The result is a an exhaustive, head-spinning era that’s turning Capitol Hill into a spectator stand of those watching, reacting and shaking a fist as their institutional prerogative is slipping away.

“There’s a deeper institutional question,” said Sen. Angus King, the independent from Maine. “The Congress is abdicating its responsibilities to the executive.”

The singular challenge to Trump comes from Pelosi, a seasoned legislator who captured the Democratic majority after Trump’s first two years in large part because voters longed for a check on his power. In the Senate, Majority Leader Mitch McConnell has taken a different tack, working with the Republican president or at times around him as GOP senators avoid direct confrontations.

“Congress is evolving,” said Sen. Marco Rubio, R-Fla., once a Trump rival for the White House.

Rubio acknowledges the Congress is a different place than when he arrived a decade ago on the tea party wave. He wishes, at times, that Congress would be more assertive.

“America is going through a transformational moment, as we have many times in our history,” he said. He notes that lawmakers still join forces, including on his legislation on human rights in Hong Kong. “It’s easy to watch what is happening here today and think these are the worst times in congressional history. That’s not accurate.”

But day in and day out, Congress is mostly unwilling to pull together, Republicans declining to join Democrats to rebuke the president when he overreaches or confront him with bipartisan legislation to force his hand.

“There isn’t even a whimper out of the Republican side,” said Sen. Dick Durbin of Illinois, the assistant Democratic leader.

“Every president does that — they will push their authority as far as they can,” Durbin said. “For Trump, it has been nonstop.”

The forces diminishing the Congress have been at work for some time, as relentless partisanship leave lawmakers unable to meet the moment and produce solutions for a splintered nation.

Polling shows Americans overwhelmingly support a legislative response to many top issues. They back changes to policing tactics in the aftermath of mass demonstrations over the deaths of Black Americans at the hands of law enforcement. They support background checks on firearm purchases to stem violence and mass shootings. And they want immigration law changes, particularly to protect young immigrants from deportation.

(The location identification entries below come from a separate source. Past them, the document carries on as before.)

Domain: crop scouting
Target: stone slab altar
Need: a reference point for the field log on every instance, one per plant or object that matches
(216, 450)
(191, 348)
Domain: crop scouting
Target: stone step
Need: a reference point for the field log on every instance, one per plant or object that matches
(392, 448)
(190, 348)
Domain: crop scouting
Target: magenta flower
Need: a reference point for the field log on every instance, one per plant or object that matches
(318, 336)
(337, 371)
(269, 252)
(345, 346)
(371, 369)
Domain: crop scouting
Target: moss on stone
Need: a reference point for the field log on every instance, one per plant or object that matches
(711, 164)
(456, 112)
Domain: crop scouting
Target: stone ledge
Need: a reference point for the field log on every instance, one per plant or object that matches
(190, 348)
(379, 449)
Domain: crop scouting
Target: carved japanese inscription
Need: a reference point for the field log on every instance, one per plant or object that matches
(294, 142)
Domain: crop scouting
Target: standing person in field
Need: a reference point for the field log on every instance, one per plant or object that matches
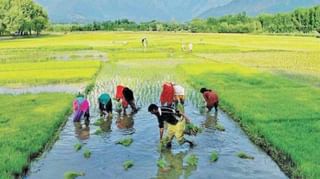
(125, 95)
(129, 97)
(178, 94)
(211, 99)
(176, 123)
(144, 42)
(81, 106)
(179, 97)
(105, 105)
(167, 94)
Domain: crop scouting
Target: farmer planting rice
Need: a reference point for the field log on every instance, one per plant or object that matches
(167, 94)
(178, 94)
(105, 105)
(125, 95)
(81, 107)
(211, 99)
(176, 124)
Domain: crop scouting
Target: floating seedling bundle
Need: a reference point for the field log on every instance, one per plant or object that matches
(192, 160)
(87, 153)
(125, 141)
(163, 143)
(73, 175)
(214, 156)
(192, 129)
(243, 155)
(77, 146)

Over and over, Congress failed to deliver. In the void and buoyed by it, Trump extends his reach.

Sarah Binder, a professor at George Washington University, said the Constitution’s separation of powers can only take the country so far. “Parchment doesn’t stop these battles,” she said.

When people ask incredulously if the president can do something he has just done, she said, “Presidents can get away with this if there’s no broader public or his own party reining him in.”

Brinkley warns that unless Congress exerts itself, with Pelosi’s House and McConnell’s Senate pulling together to bring the nation to common ground, Trump will press on, emerging as the nation's first “authoritarian” executive.

“Those are the people’s houses. That’s where the people’s voices are heard,” he said. “They need to show the American people that Capitol Hill is working.”